Я двигаюсь в такт музыке, которая играет рядом с пандой. Как же хорошо на свободе, вне стен больницы. Подумать только, уже сентябрь. И я треть лета провела в больнице, но у всего есть своя цена.
Так много цветов и шаров, еще больше, чем было, когда я родила. Это невероятно приятно. Все Юрины, а теперь и мои друзья дарят нашли время, чтобы приехать, собраться в моменте, отпраздновать с нами и новоселье, и выписку.
Мы рассаживаемся по машинам. Последний раз в Юриной машине я ехала рожать, теперь назад, уже с тыквочками.
Оборачиваюсь назад. Там в ряд пристегнуты детские автокресла с тремя нашими крошками. На каждом подписано имя.
– Тыкводел Домбровский, вам зачет, – веселю Юру, когда он отъезжаем от центра. – Тыквочки все удались.
– Обращайся еще, если надумаешь. – Оглядывается на них и снова возвращается к управлению машиной.

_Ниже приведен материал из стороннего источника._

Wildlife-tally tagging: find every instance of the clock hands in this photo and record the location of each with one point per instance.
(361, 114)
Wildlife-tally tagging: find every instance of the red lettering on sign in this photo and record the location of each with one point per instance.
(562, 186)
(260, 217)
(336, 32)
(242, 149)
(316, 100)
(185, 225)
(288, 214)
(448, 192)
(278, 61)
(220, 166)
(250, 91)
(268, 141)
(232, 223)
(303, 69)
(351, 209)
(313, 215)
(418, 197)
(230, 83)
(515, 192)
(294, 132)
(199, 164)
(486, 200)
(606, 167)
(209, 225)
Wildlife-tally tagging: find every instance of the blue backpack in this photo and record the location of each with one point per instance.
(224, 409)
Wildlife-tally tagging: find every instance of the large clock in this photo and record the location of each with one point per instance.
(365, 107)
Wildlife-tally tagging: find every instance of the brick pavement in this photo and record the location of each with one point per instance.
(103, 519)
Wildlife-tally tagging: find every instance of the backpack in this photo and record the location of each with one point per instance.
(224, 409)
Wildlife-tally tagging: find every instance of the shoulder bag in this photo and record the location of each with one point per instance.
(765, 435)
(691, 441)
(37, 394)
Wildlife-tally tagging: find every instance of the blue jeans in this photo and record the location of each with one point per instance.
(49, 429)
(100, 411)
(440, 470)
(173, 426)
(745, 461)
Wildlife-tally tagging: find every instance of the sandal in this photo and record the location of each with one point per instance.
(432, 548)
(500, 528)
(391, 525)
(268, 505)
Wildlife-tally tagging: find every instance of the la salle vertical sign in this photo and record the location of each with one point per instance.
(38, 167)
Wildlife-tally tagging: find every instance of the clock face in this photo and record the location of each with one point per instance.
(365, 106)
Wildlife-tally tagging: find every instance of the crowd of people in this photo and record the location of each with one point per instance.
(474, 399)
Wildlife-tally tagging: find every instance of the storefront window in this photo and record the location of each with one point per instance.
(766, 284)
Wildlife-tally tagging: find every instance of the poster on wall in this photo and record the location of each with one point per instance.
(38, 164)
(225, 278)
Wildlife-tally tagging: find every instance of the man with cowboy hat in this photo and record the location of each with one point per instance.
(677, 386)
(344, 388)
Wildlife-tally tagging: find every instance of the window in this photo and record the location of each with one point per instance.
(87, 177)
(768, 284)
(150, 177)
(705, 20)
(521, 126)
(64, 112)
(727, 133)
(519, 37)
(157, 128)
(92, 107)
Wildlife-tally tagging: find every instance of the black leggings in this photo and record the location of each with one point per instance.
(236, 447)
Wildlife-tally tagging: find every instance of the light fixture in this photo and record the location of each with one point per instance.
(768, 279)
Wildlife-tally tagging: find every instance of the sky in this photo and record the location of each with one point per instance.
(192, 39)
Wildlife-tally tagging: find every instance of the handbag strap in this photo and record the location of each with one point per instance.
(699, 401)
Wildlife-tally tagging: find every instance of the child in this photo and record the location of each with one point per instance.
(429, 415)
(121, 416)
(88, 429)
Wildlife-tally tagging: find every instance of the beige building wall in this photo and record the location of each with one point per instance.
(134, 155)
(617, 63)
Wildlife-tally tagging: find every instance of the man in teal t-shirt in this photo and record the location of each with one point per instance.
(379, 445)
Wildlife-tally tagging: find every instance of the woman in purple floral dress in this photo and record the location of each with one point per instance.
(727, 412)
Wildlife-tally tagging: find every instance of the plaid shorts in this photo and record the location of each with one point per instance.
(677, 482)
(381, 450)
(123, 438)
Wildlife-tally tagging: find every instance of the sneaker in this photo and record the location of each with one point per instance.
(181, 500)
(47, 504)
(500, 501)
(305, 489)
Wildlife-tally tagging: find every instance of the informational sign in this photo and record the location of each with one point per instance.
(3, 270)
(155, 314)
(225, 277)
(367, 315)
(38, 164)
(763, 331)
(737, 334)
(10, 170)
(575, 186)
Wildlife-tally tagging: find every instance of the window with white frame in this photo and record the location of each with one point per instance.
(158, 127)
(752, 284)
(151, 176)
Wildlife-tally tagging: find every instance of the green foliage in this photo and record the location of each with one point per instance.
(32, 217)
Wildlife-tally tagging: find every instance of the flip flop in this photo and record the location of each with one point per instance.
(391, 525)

– С ума сошел? Не надумаю. Даже не проси. Никаких мальчиков.
Многозначительно ухмыляется и ведет машину.
Я правду ему сказала. Больше нет. Никаких. Никогда. Остановимся на трех.
Я любуюсь природой, домами. Так скучала в больнице по всему этому. По возможности свободно куда-то сходить, погулять, не жить по режиму. Видеть за окном разнообразные пейзажи, а не один.
– Приехали.
Наконец Юра паркуется возле дома. Мы приезжали сюда один раз, зимой. Все ощущалось по-другому. Ночь, камин, новый год, мы одни в доме.

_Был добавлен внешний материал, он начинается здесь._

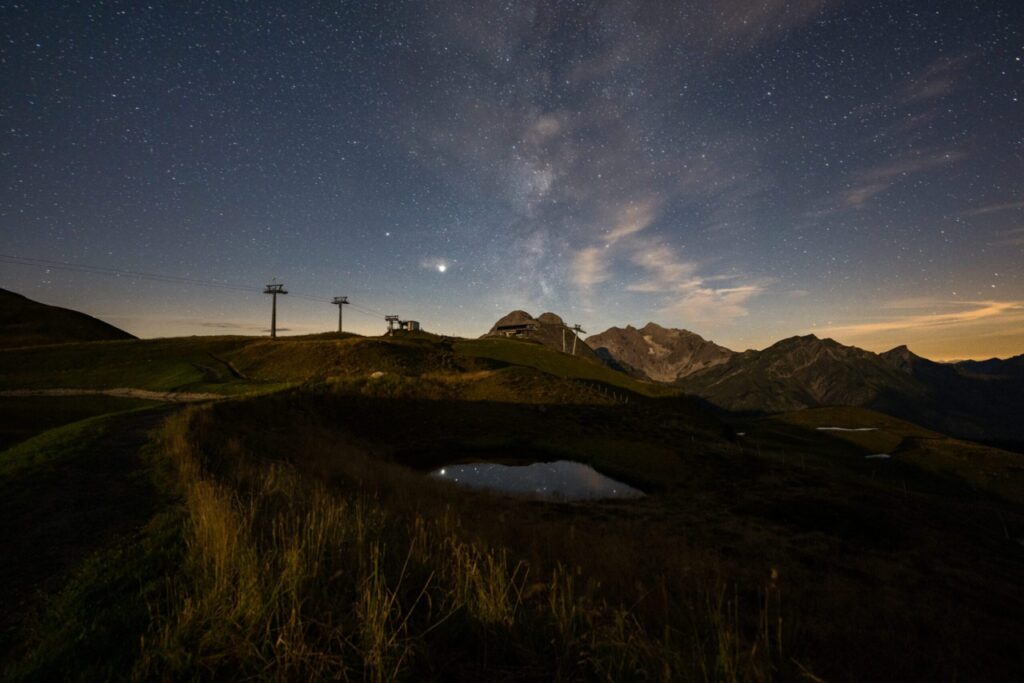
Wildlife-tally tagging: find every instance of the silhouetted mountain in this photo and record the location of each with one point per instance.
(802, 372)
(547, 329)
(657, 353)
(28, 323)
(979, 399)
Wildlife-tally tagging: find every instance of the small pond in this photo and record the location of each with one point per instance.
(560, 480)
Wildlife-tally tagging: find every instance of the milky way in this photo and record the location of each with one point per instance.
(748, 170)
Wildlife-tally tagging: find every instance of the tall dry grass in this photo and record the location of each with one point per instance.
(289, 580)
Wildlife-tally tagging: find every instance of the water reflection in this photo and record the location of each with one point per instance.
(561, 480)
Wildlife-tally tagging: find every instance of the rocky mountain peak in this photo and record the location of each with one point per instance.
(663, 354)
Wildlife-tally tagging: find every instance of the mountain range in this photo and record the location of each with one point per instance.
(28, 323)
(978, 399)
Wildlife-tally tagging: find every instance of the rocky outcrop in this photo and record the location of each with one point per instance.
(658, 353)
(547, 329)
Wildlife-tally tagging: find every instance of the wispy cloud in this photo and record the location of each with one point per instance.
(937, 80)
(868, 182)
(709, 305)
(590, 267)
(686, 296)
(993, 208)
(1011, 238)
(969, 312)
(632, 218)
(666, 271)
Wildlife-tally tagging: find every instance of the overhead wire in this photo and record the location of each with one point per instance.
(160, 278)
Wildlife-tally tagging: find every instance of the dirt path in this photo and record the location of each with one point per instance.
(125, 392)
(57, 513)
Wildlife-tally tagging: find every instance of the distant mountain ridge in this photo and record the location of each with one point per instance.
(28, 323)
(658, 353)
(979, 399)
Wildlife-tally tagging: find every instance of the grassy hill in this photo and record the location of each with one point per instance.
(293, 531)
(28, 323)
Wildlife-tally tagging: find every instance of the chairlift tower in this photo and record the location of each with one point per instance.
(340, 303)
(577, 331)
(273, 289)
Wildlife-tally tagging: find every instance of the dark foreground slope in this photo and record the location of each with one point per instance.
(310, 543)
(28, 323)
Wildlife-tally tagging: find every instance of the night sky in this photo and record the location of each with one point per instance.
(747, 170)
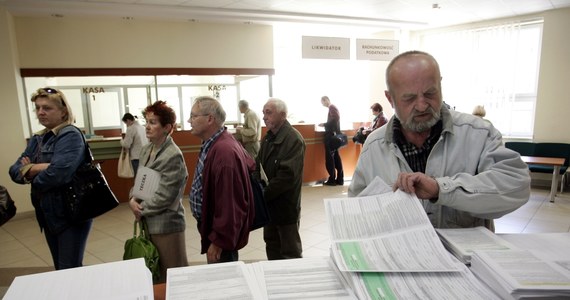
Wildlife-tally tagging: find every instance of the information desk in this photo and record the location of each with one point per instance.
(106, 151)
(556, 162)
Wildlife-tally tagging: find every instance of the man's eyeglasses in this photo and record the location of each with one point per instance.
(192, 116)
(49, 90)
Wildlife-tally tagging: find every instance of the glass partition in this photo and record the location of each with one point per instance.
(99, 102)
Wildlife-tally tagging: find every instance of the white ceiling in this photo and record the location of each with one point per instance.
(410, 14)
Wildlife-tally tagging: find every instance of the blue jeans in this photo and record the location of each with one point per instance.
(67, 247)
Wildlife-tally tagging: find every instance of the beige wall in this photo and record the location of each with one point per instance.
(552, 118)
(12, 131)
(92, 43)
(106, 43)
(102, 43)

Сейчас – полная противоположность и последствия того визита.
Ахилл.
Кажется, скоро приедет мамми... Кожаный с утра сделал загадочное лицо и пообещал сюрприз! Неужели... с утра заедаю стресс, хожу из угла в угол... О, мамми, где же ты?! Меня уже начинает колбасить. Немного подрал диван, ачетакова?! Был взволнован, имею право... потом уснул! А сейчас я чувствую... Саня моя близко! Только бы скорее зашла в дом....

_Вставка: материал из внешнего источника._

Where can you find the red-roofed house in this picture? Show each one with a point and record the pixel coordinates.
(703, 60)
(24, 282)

Запрыгиваю на подоконник. Сижу. Жду.
К дому подъезжает машина...
Нет, это не паппи. Дед. Хороший мужик. Щедрый и умный, душа компании. Он за разнообразное питание. Сказал, что я его компаньон по непотребствам, чтобы это не значило... Его я люблю, с ним все перепробовал. Даже алкоголь, было дело... Дед хандрил, накапал себе в бокал пахучей коричневой дряни, а мне валерьяночки! Сказал - от нервов-с. Хорошо вышло, душевно посидели... он запел про коня, я подмуркивал... паппи долго ржал, спрашивал с утра не хочу ли я похмелиться, ну штош... будет и на моей улице праздник!
Вот она... чёрная машина заезжает во двор! От волнения скребу лапой по стеклу...
Саняяяяя, мАаааая.
Вернулась. Живая. Выходит из прокурорской машины. Я уж подумал, что кожаный наврал, не увижу я её больше... в питомник иногда возвращались старые и грустные коты, когда их хозяева пропадали... но в моем огромном пушистом сердце жила надежда!